Cybersecurity: The Top Business Risk Many Firms Still Struggle to Tackle

 



Cybersecurity has emerged as the biggest threat to modern enterprises, yet most organizations remain far from prepared to handle it. Business leaders are aware of the risks — financial losses, reputational harm, and operational disruptions but awareness has not translated into effective readiness.

A recent global survey conducted in early 2025 across North America, Western Europe, and Asia-Pacific highlights this growing concern. With 600 respondents, including IT and security professionals, the study found that while executives admit to weak points in their defenses, they often lack a unified plan to build true resilience.


Where businesses fall short

Companies tend to focus heavily on protecting their data, ensuring quality, security, and proper governance. While crucial, these efforts alone are not enough. A resilient business must also address application security, identity management, supply chain safeguards, infrastructure defenses, and the ability to continue operations during an attack. Unfortunately, many firms still fall behind in tying all these dimensions into a cohesive strategy.


Why this matters now

Cyberattacks are no longer rare, one-off incidents. Nearly two-thirds of the organizations surveyed experienced at least one damaging cyber event in the past year. About one-third suffered multiple breaches in that period. These attacks caused not just stolen data but also costly downtime, compliance issues, and long-lasting damage to trust.

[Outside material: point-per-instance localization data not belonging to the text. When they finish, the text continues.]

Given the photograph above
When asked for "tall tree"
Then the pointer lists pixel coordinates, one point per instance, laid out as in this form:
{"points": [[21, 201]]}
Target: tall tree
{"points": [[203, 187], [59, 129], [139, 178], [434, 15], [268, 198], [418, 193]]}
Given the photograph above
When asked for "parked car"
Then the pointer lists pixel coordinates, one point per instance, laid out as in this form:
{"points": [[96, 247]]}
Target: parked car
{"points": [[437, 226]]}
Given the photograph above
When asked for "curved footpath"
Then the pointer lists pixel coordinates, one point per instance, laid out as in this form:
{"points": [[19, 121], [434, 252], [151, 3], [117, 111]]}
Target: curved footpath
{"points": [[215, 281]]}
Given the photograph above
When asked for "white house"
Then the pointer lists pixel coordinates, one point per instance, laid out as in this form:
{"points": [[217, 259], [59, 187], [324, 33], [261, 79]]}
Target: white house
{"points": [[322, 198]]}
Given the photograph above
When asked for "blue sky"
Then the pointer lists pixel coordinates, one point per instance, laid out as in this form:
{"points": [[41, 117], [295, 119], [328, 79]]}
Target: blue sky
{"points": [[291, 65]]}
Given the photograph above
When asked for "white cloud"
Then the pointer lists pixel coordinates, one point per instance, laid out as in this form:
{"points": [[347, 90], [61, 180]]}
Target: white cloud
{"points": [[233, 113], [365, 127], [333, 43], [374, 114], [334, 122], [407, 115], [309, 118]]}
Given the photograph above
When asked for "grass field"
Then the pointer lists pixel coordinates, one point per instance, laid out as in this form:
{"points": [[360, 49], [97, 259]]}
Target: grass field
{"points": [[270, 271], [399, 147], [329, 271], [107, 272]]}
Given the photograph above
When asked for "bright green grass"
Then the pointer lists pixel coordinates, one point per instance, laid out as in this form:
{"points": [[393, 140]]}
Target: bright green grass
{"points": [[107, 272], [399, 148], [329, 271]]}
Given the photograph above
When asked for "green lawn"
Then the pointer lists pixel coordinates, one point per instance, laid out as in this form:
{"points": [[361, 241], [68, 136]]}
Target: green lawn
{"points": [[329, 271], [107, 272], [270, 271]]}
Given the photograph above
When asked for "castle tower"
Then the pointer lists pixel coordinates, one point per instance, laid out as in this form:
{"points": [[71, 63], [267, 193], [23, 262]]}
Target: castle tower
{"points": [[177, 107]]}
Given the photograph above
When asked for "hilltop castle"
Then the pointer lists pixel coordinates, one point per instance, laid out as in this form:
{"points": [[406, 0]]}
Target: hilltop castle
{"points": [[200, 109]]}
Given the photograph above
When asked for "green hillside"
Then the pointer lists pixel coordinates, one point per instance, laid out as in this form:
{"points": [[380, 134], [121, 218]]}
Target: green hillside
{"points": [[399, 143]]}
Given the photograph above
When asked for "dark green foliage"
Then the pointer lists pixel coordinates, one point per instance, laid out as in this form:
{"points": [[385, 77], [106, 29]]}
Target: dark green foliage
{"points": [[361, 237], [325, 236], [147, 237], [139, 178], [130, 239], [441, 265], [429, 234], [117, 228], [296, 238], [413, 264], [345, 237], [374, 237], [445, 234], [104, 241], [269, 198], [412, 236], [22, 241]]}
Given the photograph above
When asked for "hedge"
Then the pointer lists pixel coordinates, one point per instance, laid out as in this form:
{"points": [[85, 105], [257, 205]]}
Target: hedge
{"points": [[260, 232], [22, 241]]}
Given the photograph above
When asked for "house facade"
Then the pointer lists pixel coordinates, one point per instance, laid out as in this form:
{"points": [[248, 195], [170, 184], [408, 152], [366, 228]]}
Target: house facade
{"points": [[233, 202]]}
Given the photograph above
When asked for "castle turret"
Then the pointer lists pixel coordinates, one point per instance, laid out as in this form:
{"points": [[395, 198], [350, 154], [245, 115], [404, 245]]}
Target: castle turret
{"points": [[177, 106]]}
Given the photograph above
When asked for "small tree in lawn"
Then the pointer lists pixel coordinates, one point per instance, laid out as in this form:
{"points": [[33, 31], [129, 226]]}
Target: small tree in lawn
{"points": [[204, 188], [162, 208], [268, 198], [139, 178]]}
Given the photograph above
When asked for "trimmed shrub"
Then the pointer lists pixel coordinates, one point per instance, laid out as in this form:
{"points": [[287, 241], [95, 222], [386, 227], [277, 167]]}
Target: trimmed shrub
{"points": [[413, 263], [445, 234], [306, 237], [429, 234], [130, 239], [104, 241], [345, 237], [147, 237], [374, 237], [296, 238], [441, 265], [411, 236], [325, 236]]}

The survey’s findings revealed that:

• 38% of organizations faced major operational disruption, with outages and downtime hitting productivity hardest.

• 33% reported financial losses linked directly to an attack.

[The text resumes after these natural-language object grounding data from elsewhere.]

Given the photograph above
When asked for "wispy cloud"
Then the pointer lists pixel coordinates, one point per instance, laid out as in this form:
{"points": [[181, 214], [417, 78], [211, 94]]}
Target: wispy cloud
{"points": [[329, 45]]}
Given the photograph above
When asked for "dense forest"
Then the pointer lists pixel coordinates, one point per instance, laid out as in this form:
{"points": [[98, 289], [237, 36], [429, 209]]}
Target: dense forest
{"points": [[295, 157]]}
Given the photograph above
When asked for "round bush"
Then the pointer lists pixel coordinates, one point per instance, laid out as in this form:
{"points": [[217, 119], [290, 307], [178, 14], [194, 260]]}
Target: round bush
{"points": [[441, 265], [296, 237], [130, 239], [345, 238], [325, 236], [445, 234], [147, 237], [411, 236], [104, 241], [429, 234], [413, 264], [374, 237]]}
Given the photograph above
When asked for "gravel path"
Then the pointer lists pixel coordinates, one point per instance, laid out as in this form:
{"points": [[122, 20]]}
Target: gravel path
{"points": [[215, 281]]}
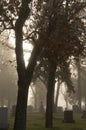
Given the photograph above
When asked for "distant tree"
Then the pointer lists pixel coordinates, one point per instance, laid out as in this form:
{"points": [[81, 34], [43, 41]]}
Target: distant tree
{"points": [[56, 21]]}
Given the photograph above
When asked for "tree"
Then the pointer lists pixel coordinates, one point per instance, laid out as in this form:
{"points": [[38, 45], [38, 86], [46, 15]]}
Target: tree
{"points": [[53, 31]]}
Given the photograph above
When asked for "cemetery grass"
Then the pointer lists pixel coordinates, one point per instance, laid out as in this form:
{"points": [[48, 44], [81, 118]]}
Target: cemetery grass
{"points": [[36, 121]]}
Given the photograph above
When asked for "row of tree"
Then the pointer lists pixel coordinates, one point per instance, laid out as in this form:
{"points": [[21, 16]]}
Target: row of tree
{"points": [[56, 28]]}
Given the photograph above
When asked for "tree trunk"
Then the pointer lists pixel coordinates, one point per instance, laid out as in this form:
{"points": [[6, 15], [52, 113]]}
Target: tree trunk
{"points": [[57, 94], [20, 115], [79, 85], [50, 97]]}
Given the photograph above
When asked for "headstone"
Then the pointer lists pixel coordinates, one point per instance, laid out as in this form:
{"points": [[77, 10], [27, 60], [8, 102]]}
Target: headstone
{"points": [[29, 108], [3, 118], [68, 116], [13, 110], [41, 109], [59, 109], [76, 108]]}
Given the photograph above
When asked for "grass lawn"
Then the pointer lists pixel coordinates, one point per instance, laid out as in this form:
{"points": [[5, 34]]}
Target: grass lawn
{"points": [[36, 121]]}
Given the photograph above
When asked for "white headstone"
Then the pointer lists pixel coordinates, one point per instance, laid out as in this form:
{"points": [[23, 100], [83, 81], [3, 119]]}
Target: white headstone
{"points": [[3, 118]]}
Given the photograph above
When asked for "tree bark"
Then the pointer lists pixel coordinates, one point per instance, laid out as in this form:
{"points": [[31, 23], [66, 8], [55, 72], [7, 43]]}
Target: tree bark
{"points": [[50, 97], [57, 95]]}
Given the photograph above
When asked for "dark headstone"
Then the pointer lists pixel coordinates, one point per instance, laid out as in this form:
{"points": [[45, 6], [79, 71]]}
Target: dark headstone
{"points": [[68, 116], [3, 118], [59, 109], [41, 109], [29, 108], [76, 108], [13, 110]]}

• Around 30% to 31% saw personal or sensitive data exposed or compromised.

• Nearly a quarter of cases involved data corruption or encryption that could not be fully reversed.

• Legal consequences, public backlash, and compliance failures added further damage.

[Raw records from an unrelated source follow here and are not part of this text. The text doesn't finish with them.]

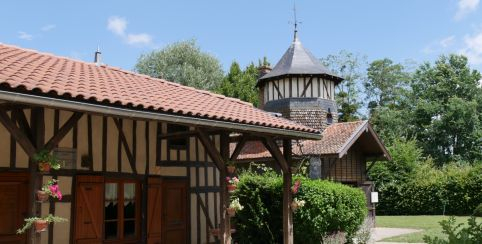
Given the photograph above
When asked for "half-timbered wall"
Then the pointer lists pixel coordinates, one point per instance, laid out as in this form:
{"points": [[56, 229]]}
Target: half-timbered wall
{"points": [[351, 168], [112, 153], [298, 87]]}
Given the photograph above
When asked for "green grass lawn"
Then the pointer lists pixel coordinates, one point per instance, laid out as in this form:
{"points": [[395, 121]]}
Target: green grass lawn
{"points": [[428, 223]]}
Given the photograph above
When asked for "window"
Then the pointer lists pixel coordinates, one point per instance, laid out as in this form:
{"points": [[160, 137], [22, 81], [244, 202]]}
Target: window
{"points": [[122, 210], [177, 143], [329, 117]]}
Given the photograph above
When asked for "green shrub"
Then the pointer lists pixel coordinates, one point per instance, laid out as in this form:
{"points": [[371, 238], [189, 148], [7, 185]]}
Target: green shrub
{"points": [[330, 207], [455, 190], [478, 211], [456, 234]]}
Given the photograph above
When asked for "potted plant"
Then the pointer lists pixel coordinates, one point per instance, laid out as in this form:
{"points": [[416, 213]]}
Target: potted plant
{"points": [[51, 188], [230, 167], [295, 204], [234, 206], [232, 183], [39, 224], [46, 161]]}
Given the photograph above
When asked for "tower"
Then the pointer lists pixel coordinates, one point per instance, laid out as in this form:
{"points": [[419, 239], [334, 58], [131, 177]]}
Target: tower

The message is clear: cybersecurity is not just a technical concern, it is a business survival issue.


The study also shows that three once-separate areas are beginning to merge. Backup and recovery systems, once viewed as insurance, are now central to cyber resilience. Cybersecurity tools are extending beyond perimeter defense to include recovery and continuity. At the same time, data governance and compliance pressures have become inseparable from security practices.

As artificial intelligence gains ground in enterprise operations, this convergence is likely to intensify. AI requires clean, reliable data to function, but it also introduces fresh security risks. Companies that cannot safeguard and recover their data risk losing competitiveness in an economy increasingly powered by digital intelligence.


No safe corners in digital infrastructure

Attackers are methodical and opportunistic. They exploit weak points wherever they exist whether in data systems, applications, or even AI workloads. Defenders must therefore strengthen every layer of their infrastructure. Yet, according to the survey, most organizations still leave gaps that skilled adversaries can exploit.

Cybersecurity is now the most significant risk enterprises face. And while business leaders are no longer in denial about the threat, too many remain underprepared. Building resilience requires more than just securing data; it demands a comprehensive, ongoing effort across every layer of the digital ecosystem.